I think you can walk in bold and say, these
are all the things that I've done. Now, let me
tell you where I'm going and what I'm expecting to
do with this room today.
Speaker 2 (09:35):
You don't have that switch though, I don't have what's
your sign? Taurus?
Speaker 3 (09:40):
Oh god, I don't know enough about toros? Are you Aquarius?
Speaker 1 (09:44):
So we very we very much are like we we
say a lot of the things that most people don't say.
Speaker 3 (09:52):
We're known to be those type of people. Were also
like very like highly philanthropic.
Speaker 1 (09:57):
We give, We're very aware and active in regards to causes,
and so we stay informed. Usually so when I walk
in places like if we're not speaking the same language
and I need something to get done, I'm just very
blunt about what needs to occur, whereas you don't necessarily
do that. When I've seen you and been with you,
(10:19):
and I wonder, I don't know exactly how you're growing
up was so it probably is some type of conditioning
that happened with your mom and dad.
Speaker 3 (10:26):
I don't know, correct, Yeah.
Speaker 4 (10:35):
And I don't even know if it was so much
from them, just what I perceived from an early age,
like being aware at even five, like, oh, I'm a
representation of my dad. My dad is famous, and no
one sat me down, no one told me it was
like when we go out, I just was quickly tuned
into this is probably who I need to be. And
(10:55):
from that moment on, I watched myself to everybody else's eyes,
and I've never watched myself through my eyes.
Speaker 1 (11:03):
Do you want to know another human being that said
the exact same thing to me, almost verbatim. Don Junior Really,
same thing, same life, same understanding of never really being
able to find his own identity because the pressure of
being born into a last name is something that you
never really get over it. I think you can. That's
(11:27):
why I was trying to bring him down the path
of glory in my opinion, but it didn't work obviously,
So I don't know if you can. But I understand
that to degrees that without you even having to get
into it, I understand what.
Speaker 3 (11:42):
You just said very deeply.
Speaker 1 (11:44):
It's just a life that nobody will really understand unless
you've gone in depth and loved somebody that's gone through
that or you are a person that's gone through that.

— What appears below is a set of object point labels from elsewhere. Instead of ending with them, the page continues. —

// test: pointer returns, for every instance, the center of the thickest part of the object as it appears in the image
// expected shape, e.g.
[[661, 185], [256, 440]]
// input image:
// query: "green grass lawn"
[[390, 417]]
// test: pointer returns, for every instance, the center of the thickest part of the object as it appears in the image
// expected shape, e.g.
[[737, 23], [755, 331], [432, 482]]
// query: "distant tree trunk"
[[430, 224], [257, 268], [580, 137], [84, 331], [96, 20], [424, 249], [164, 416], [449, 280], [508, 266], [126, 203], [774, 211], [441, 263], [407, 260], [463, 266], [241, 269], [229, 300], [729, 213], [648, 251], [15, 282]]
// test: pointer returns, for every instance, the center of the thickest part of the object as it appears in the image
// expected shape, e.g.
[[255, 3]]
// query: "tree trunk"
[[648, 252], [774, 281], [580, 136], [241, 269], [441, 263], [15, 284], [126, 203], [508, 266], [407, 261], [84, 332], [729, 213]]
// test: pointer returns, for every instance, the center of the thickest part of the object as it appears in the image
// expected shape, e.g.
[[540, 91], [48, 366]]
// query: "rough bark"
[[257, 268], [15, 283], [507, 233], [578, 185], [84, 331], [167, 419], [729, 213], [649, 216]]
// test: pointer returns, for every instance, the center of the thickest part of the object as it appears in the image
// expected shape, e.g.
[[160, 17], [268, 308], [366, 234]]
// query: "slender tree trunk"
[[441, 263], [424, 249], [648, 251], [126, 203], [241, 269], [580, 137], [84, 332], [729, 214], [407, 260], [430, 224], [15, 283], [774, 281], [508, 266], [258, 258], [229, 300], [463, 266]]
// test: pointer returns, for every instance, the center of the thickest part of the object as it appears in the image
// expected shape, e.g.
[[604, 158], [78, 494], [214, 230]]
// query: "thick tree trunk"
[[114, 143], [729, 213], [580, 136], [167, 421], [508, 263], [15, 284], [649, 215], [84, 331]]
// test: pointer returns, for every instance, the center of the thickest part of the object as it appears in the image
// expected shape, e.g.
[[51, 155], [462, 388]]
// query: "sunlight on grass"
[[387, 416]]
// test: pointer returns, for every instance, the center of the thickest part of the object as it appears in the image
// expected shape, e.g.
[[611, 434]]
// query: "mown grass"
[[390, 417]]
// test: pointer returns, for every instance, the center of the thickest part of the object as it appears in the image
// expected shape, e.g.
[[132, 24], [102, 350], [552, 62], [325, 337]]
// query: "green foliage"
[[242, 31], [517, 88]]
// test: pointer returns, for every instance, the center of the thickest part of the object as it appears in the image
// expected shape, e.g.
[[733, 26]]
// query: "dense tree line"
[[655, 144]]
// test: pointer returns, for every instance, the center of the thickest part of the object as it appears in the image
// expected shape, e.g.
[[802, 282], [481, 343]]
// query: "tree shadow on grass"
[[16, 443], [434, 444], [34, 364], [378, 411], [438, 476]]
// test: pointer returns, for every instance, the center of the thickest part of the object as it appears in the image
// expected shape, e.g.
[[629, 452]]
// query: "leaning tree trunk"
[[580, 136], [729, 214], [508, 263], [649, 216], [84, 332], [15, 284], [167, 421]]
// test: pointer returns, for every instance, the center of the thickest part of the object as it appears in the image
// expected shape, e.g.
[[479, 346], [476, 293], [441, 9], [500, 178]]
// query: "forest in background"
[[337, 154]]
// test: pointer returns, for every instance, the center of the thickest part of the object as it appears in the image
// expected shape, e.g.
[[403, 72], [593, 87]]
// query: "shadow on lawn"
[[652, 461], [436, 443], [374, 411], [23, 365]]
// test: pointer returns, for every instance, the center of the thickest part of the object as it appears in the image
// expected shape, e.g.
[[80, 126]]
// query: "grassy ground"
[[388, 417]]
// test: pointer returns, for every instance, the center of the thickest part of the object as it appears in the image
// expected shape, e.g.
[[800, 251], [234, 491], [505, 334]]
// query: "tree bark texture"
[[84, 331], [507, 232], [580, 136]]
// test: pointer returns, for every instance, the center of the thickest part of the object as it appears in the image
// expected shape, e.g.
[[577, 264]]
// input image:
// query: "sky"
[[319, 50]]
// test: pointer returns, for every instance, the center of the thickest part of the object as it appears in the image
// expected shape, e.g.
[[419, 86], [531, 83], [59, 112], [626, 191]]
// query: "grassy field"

It's very it's very strange to be born into an
identity that you had no control. It's very som learned
therapy and trauma therapy to somebody who gets assaulted at
(12:05):
a young age or has abuse occurring at a young
age because they didn't know any better, they didn't ask
for it. It wasn't a choice that they made, and
they had to then after that see themselves through the
eyes of it for the rest of time.
Speaker 3 (12:20):
And that's not really fair, is it.
Speaker 1 (12:23):
It's not what everyone's experience is with life, and so
they kind of live a life that where they're a
bit removed from every room that they're in because just
nobody truly understands what that feels like except others that
have been in it.
Speaker 2 (12:36):
Absolutely.
Speaker 4 (12:37):
Yeah, my therapist called it on some level and annihilation.
Speaker 2 (12:40):
Of the soul.
Speaker 1 (12:42):
Yeah, I agree with that, definitely, an annihilation of the soul.
And if you don't correct it, it can get very extreme.
I mean, drugs are incredible at helping things like that.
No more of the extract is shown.